Ding Points: 90.00
Pour: 100.00, Nose: 80.00, Palate: 90.00, Mouth: 90.00, Global: 90.00
The third bottled release in the Solitary Confinement series (assuming this is in that series) after Midnight Special and Reprieve, this beer gets back to the really excellent product that Glenn has been producing in Hampton, GA after the mildly disappointing (for me), Reprieve.
The artwork on the label is superb for many reasons, one of which is that it ties in so well with the Jailhouse brand. Jailhouses’ web presence is without question one of the most aesthetically pleasing beer sites that I have seen in years, and this artwork displays the same high quality of presentation showing care and attention to detail.
The first thing to greet you is the superb color of this beer. There is an amazingly rich, deep mahogany hue as if the beer has been coated with multiple coats of a dark wood-stain. The bone white head and lace offset this beautifully, and with the exceptional clarity that comes along with it, this truly is a sight to behold. A perfect looking beer in the glass.
The nose does what it is supposed to do, which in the case of these Red Ales is not a huge amount. A pretty simple malt aroma with some nice, toasty, bread notes.
The initial tastes reflect the nose. Some malt bread notes that combine nicely to give a richness that is CRUCIAL to success with this style. If a Red Ale has one area that it must avoid, it’s a lack of depth. American Red Ales can get watery quickly, and this avoids that pitfall immediately. The tastes come in small, but satisfying waves, each a little deeper than the one before, with increasingly biscuity elements that remind me of an English Bitter rather than a Red Ale. There is a LACK of hop assertiveness here which makes the beer more drinkable for me, but perhaps takes it slightly out of style.

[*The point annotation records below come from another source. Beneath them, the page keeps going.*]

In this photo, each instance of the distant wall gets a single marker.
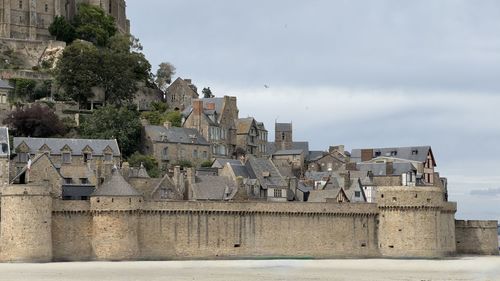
(72, 231)
(477, 237)
(175, 230)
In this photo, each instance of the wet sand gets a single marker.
(467, 268)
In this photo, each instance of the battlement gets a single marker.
(476, 224)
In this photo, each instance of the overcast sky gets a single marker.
(359, 73)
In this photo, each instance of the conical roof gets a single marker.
(116, 186)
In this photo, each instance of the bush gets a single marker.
(149, 162)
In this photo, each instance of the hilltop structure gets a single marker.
(30, 20)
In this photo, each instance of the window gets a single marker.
(66, 157)
(278, 193)
(87, 157)
(23, 157)
(108, 157)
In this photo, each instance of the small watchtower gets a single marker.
(115, 206)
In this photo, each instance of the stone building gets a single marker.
(251, 136)
(421, 156)
(180, 94)
(215, 119)
(169, 145)
(5, 89)
(80, 162)
(30, 19)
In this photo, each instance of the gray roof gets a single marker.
(380, 169)
(5, 85)
(4, 139)
(213, 188)
(221, 162)
(296, 145)
(283, 127)
(289, 152)
(175, 135)
(116, 186)
(413, 153)
(76, 145)
(257, 167)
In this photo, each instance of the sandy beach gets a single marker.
(467, 268)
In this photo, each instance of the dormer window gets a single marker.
(66, 158)
(87, 157)
(108, 157)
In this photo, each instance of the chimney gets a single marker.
(210, 106)
(389, 168)
(197, 107)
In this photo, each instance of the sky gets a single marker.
(377, 73)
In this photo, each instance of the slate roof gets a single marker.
(213, 188)
(5, 85)
(221, 162)
(258, 166)
(175, 135)
(289, 152)
(296, 145)
(116, 186)
(380, 169)
(283, 127)
(76, 145)
(4, 139)
(243, 125)
(413, 153)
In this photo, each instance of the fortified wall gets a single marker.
(407, 222)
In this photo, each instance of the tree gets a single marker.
(175, 118)
(110, 122)
(62, 30)
(77, 71)
(164, 75)
(36, 121)
(207, 93)
(94, 25)
(149, 162)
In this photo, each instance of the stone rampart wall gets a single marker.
(477, 237)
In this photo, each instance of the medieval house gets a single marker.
(79, 161)
(170, 145)
(215, 119)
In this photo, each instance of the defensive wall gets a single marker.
(477, 237)
(35, 227)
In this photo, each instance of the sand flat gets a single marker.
(468, 268)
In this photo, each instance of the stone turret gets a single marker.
(415, 222)
(26, 228)
(115, 206)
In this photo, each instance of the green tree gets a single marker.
(149, 162)
(110, 122)
(94, 25)
(62, 30)
(77, 71)
(35, 121)
(175, 118)
(164, 75)
(207, 93)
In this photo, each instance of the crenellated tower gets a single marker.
(115, 207)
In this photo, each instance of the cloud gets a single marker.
(486, 192)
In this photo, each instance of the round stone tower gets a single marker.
(26, 228)
(115, 206)
(410, 221)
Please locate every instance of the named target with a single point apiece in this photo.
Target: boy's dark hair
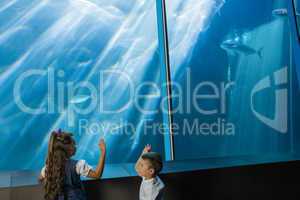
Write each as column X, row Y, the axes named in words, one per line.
column 155, row 161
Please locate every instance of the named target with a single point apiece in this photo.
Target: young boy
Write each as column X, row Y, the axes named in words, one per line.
column 148, row 167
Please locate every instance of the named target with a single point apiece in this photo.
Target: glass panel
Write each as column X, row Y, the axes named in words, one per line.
column 297, row 12
column 230, row 63
column 81, row 66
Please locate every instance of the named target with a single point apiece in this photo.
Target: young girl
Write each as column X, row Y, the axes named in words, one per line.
column 61, row 175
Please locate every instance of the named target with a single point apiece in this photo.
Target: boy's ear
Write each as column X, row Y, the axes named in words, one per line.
column 152, row 171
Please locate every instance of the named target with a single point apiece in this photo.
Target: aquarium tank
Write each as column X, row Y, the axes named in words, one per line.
column 96, row 68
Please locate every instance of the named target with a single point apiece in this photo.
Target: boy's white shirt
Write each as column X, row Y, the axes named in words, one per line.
column 151, row 189
column 82, row 168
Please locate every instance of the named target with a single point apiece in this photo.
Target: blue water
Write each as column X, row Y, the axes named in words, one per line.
column 58, row 56
column 236, row 44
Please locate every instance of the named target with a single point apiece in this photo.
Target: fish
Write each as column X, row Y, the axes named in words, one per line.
column 237, row 46
column 280, row 12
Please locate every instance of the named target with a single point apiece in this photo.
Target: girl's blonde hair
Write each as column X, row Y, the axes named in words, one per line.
column 60, row 149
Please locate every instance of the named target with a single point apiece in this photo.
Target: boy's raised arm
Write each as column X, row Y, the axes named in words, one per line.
column 99, row 169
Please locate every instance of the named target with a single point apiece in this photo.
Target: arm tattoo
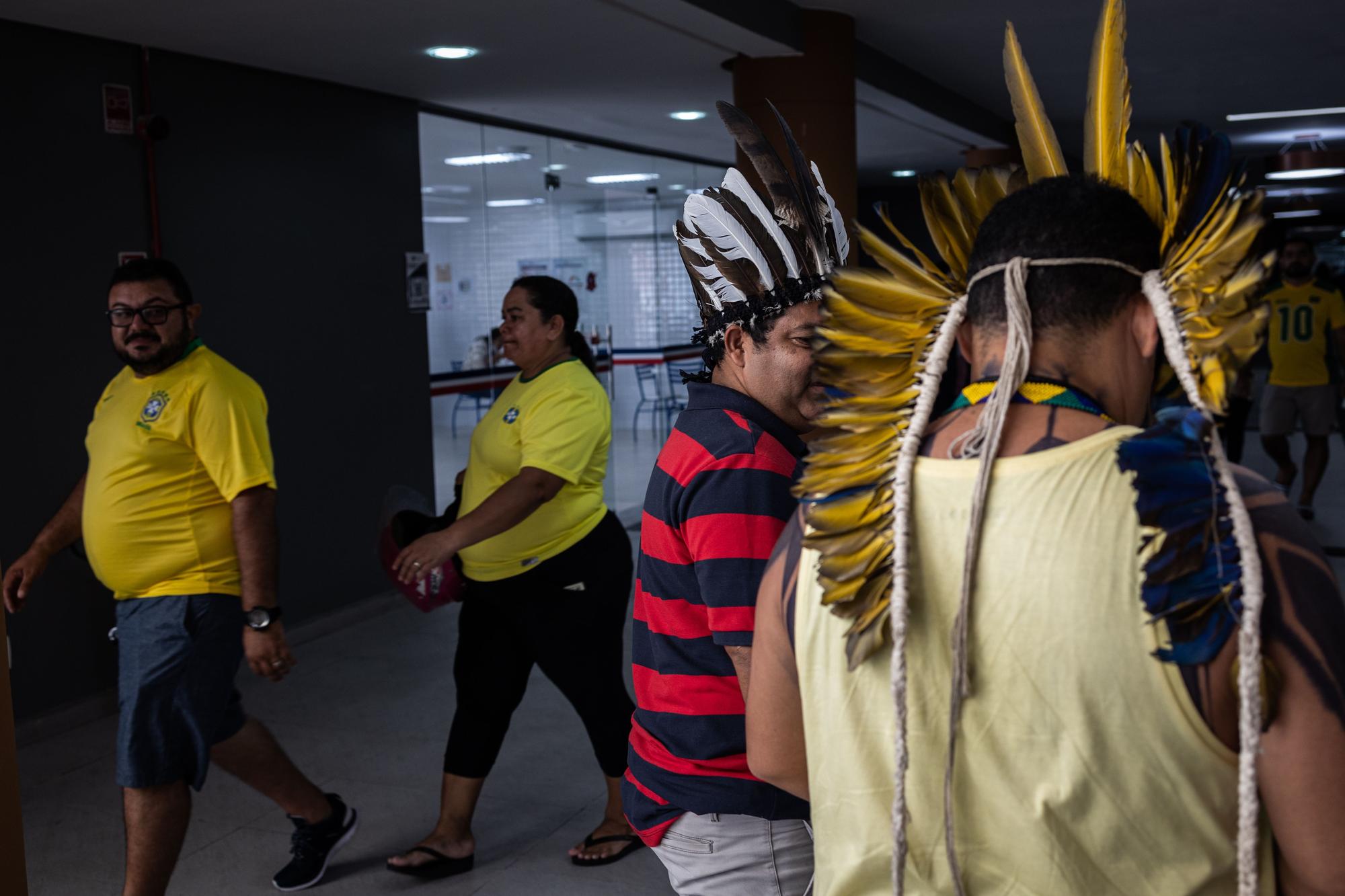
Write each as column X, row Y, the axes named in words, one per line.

The finish is also not quite as dry as a beer of this style usually is. For me, this is almost like a slightly hoppy, ESB. Normally I frown upon such things, but since this beer does NOT claim to BE an ESB, I can live with it.
I suppose there could be some criticism of this beer as it teeters on the edge of the style, but I like what it does. It takes the best elements of the Red Ale, and combines them with an English style, softer edge. The resultant amalgam is very tasty and moreish. ‘Moreish’ is an important word here, because it is the adjective I apply to so many biscuit malt based English bitters. A real sign of a beer that mimics some of the better elements of those beers.
Overall a really interesting, well crafted beer, superb to look at and an enticing mixture of stylistic elements that reminds me of the way Midnight Express was made. I can’t say enough about Jailhouse and Glenn Golden right now, everything he touches oozes class, style and taste.
Other: 6%, 22 oz bottle, Green’s on Ponce, Atlanta, GA, USA.
So many LOCAL red ales are quite chalky to me I have found and too sweet for the style IMHO. Might be the local water?
I know what you mean about the chalky nature – potentially good point about water.